There was a consensus that AIDS-related malignancies are a significant and growing problem, and that specific initiatives will be needed to accelerate the pace of discovery in this research area.

• A specific problem that needs to be solved is providing access to samples and data from existing studies, particularly longitudinal studies in patients before they acquire cancer, such as in the ACTG trials. There should be an open and competitive mechanism for gaining access to tissue samples for meritorious research proposals. Similarly, there are many opportunities to gather additional information, or at least follow patient cohorts, in current and proposed clinical trials.
• Priorities for research include the screening of more targets, to decide which might be important to develop into drugs.

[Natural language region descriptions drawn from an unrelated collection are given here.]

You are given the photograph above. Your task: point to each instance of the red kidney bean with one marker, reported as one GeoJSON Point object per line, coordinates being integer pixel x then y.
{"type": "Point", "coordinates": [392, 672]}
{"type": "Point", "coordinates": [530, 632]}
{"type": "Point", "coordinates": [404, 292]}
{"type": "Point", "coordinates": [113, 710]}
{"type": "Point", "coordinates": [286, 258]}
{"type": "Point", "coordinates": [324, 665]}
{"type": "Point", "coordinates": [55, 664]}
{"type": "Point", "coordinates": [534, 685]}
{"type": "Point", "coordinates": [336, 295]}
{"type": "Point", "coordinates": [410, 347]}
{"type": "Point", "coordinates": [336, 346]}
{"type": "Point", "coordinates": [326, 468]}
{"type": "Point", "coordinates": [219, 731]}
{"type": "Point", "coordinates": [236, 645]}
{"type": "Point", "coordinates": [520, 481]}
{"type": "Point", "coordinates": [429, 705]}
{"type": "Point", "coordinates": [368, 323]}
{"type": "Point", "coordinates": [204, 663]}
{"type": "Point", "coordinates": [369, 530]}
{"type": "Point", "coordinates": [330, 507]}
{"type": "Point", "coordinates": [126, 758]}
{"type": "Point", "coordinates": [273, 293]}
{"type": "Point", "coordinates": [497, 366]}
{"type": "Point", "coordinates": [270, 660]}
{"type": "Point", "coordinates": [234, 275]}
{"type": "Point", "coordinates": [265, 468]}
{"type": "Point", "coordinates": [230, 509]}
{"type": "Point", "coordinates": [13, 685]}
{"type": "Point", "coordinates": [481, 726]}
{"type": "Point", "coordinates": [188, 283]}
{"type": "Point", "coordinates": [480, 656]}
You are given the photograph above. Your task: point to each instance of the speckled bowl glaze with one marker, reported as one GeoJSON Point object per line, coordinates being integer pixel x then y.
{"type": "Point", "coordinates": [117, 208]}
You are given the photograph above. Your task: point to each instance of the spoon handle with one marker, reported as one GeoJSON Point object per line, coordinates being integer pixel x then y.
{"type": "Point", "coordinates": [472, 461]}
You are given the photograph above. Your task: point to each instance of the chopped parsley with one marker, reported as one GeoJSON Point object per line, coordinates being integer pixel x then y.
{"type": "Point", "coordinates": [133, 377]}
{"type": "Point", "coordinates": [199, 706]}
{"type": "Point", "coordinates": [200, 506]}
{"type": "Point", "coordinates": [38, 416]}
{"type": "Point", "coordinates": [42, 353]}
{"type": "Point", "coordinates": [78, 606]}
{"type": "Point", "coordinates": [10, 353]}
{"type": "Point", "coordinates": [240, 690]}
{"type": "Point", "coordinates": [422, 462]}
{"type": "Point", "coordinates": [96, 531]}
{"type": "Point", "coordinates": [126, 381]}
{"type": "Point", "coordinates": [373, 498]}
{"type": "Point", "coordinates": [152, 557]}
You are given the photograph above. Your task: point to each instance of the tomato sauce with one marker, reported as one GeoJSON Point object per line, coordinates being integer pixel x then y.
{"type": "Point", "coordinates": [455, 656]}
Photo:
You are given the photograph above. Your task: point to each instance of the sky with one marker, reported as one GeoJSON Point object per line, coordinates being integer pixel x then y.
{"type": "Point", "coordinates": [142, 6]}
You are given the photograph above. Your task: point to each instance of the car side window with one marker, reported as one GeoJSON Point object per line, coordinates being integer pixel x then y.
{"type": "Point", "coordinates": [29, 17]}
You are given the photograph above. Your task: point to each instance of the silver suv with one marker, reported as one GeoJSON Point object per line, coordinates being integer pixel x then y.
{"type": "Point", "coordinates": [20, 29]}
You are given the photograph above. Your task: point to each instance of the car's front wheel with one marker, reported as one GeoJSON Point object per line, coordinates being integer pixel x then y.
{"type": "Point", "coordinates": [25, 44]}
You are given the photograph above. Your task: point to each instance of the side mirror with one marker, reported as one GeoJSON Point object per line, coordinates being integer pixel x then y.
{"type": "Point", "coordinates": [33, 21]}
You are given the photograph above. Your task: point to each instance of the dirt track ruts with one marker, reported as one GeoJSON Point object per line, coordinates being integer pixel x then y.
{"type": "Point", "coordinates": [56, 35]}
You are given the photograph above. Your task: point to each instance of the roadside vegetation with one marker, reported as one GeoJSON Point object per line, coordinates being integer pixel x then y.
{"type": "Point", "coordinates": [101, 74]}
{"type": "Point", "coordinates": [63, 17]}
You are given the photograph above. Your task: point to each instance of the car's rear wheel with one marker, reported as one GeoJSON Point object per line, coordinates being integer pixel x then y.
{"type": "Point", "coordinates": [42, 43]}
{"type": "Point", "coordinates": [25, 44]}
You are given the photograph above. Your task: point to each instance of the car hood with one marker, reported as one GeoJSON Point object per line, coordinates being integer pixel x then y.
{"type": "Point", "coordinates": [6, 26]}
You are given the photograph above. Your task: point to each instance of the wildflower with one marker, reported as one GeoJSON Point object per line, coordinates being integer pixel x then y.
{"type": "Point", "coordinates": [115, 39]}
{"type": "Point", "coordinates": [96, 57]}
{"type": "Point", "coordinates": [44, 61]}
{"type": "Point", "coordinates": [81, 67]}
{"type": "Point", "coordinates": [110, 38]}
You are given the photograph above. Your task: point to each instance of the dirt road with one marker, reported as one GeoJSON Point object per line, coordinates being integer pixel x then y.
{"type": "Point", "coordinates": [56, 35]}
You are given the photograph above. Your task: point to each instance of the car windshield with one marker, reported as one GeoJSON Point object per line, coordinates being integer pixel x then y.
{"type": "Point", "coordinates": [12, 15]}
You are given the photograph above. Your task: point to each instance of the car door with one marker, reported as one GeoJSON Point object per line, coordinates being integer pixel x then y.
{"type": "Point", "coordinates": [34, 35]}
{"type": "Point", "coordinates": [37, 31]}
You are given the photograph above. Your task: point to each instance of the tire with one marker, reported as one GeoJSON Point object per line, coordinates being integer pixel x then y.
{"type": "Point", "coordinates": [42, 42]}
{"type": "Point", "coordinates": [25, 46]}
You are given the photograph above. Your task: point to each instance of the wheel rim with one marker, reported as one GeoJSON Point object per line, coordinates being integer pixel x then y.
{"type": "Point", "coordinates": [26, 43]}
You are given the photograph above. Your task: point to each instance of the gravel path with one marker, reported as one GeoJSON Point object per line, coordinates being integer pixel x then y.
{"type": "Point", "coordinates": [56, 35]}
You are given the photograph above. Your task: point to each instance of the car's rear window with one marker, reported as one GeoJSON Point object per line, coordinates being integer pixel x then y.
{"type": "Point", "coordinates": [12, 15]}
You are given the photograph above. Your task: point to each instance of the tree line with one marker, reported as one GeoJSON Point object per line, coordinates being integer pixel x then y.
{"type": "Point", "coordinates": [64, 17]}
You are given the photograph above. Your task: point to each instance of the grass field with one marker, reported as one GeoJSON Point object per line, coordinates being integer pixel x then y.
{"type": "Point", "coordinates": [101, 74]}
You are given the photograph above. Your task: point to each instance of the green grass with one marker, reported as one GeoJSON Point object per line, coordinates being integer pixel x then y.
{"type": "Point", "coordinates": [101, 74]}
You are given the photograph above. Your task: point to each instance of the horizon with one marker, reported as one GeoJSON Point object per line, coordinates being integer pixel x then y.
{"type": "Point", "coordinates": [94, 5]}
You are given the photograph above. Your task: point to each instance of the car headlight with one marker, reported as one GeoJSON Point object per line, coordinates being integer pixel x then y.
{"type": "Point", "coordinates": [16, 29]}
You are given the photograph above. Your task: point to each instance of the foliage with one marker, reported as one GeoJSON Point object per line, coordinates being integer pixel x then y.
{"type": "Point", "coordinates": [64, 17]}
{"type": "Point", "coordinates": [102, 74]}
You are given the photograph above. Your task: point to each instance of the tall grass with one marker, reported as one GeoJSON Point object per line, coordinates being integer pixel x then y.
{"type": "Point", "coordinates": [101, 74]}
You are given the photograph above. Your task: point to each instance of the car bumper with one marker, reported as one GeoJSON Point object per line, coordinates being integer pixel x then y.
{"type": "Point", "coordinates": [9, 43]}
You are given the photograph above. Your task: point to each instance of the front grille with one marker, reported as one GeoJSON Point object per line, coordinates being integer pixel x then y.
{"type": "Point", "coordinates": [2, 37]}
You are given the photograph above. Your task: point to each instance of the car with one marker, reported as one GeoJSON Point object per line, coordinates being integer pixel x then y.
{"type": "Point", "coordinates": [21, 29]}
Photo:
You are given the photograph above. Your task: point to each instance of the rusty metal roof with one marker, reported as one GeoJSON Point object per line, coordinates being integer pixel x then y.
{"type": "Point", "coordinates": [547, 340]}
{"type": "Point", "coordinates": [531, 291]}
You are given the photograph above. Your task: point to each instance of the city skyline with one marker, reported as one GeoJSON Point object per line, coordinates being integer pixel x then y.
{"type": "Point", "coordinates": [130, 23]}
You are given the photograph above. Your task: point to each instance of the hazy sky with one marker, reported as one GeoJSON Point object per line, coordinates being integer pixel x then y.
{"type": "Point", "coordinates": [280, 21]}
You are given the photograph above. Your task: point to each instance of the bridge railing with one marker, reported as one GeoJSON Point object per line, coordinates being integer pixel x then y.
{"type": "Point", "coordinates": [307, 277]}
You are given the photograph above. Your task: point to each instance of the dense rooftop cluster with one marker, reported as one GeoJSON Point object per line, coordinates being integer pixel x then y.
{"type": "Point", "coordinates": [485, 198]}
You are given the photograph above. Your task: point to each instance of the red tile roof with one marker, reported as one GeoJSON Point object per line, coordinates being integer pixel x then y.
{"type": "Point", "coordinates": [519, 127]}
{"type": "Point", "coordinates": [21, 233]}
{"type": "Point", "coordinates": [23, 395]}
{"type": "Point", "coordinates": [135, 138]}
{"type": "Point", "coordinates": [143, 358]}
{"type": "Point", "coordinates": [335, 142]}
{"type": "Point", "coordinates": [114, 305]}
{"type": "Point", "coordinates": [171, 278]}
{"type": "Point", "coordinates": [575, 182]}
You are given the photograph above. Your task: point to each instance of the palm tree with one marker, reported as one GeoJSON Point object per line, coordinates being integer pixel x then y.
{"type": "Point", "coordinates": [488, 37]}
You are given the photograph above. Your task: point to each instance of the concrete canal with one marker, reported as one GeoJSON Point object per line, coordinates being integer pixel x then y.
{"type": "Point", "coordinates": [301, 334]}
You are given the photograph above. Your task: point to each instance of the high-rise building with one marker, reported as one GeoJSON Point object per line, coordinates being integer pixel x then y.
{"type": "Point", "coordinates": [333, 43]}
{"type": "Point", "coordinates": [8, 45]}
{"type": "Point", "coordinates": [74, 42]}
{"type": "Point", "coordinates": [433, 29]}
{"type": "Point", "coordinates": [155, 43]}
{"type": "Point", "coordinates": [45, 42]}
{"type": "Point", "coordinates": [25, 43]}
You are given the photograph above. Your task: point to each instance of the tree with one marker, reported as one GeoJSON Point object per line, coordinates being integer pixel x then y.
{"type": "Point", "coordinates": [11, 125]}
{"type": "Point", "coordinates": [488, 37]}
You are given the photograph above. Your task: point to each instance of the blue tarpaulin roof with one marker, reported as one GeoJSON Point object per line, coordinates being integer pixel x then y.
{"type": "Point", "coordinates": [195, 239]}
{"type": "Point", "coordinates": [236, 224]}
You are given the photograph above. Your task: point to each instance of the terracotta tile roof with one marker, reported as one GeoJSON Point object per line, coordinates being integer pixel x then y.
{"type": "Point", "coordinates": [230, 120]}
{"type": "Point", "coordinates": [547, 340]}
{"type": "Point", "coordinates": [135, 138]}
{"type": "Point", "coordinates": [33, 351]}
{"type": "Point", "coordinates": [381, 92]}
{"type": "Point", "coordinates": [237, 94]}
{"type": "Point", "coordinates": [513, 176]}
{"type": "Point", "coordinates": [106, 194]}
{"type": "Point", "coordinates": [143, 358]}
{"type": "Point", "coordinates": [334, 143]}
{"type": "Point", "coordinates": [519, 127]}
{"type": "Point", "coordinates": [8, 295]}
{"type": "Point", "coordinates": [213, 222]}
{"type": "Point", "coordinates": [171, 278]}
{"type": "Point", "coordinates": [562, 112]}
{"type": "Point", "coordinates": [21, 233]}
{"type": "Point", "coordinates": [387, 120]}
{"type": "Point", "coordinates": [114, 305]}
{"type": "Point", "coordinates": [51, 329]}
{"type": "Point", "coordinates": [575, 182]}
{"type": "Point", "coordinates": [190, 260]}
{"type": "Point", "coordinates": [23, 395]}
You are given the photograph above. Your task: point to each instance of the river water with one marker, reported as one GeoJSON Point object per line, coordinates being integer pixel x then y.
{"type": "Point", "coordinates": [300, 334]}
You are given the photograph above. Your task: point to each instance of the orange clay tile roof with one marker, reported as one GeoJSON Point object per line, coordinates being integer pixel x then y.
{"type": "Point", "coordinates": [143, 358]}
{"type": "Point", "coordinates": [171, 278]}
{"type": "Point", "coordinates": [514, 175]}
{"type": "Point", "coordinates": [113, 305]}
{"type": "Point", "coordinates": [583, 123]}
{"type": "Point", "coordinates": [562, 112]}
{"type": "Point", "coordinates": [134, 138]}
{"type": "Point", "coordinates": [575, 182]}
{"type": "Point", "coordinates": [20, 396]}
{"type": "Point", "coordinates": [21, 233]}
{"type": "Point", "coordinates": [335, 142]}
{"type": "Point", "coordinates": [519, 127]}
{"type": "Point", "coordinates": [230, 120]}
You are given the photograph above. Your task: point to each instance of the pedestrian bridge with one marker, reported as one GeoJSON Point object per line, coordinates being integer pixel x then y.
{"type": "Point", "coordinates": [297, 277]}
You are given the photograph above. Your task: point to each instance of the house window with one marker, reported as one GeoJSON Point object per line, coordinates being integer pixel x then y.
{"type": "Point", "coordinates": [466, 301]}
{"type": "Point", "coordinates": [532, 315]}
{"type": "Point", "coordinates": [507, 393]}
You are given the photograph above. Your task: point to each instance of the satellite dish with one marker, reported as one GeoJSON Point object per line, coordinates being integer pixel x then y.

• Development of animal models that are relevant to viral malignancies. At the basic level, there are unique opportunities to study the interaction between viral infection and immune response.
• There is a widespread perception in the extramural community that these research areas have a low priority at NIH. One action that might correct this perception would be to move viral lymphomas from Opportunistic Infections Special Interest Group (SIG) to the Clinical Oncology SIG, with ad hoc expertise as needed in viral oncology. However, there may not be enough proposals at present C 40 per year are needed to justify a separate study section, and at present there are only 5 to 10 per year.
• Dr. Feigal summarized the potential action items for the NCI to consider, and suggested that AMWG participants send her any further comments by email or fax. The NCI would welcome their ideas on ways to ensure that the work of the AMWG remains a dynamic ongoing process.